FRAGE: Monsignore, die päpstliche Instruktion über die Mischehe, die nun erlassen wurde, ist von vielen Katholiken, aber auch von den nichtkatholischen Christen mit Spannung erwartet worden. Besonders die Frage, wie die ökumenischen Bestrebungen der katholischen Kirche in einer neuen Regelung ihren Ausdruck finden werden, wurde zum Gegenstand von Erörterungen gemacht. Wir haben in unserer letzten Nummer zwei evangelische Stellungnahmen veröffentlicht. Wie bewerten Sie als katholischer Seelsorger den Geist der päpstlichen Instruktion?

ANTWORT: Ich habe die beiden Artikel gelesen und muß sagen, daß sie im Tenor der Bewertung der Instruktion sehr verschieden sind.
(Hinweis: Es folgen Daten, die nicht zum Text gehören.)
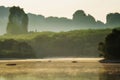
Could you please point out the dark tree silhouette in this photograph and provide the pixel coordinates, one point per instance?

Während Professor Fitzer die ökumenischen Bestrebungen der Instruktion freudig anerkennt, habe ich bei Pfarrer Wolfer den Eindruck, daß er das Anliegen und die Bemühungen der Instruktion nicht recht würdigt. Nun zu ihrer Frage: Die Instruktion sagt selbst, daß hier versucht wird, im Sinne des Dekretes „Über den Ökumenismus“ die Strenge der geltenden Gesetzgebung über die Mischehe zu mildern, um eine Verletzung der getrennten Brüder zu vermeiden. Aber die Instruktion schränkt selbstverständlich die Änderungen auf Fragen ein, die dem bloß kirchlichen Recht angehören. Bei allem Willen zum Ökumenismus sind also der Kirche durch das göttliche Recht Grenzen gesetzt.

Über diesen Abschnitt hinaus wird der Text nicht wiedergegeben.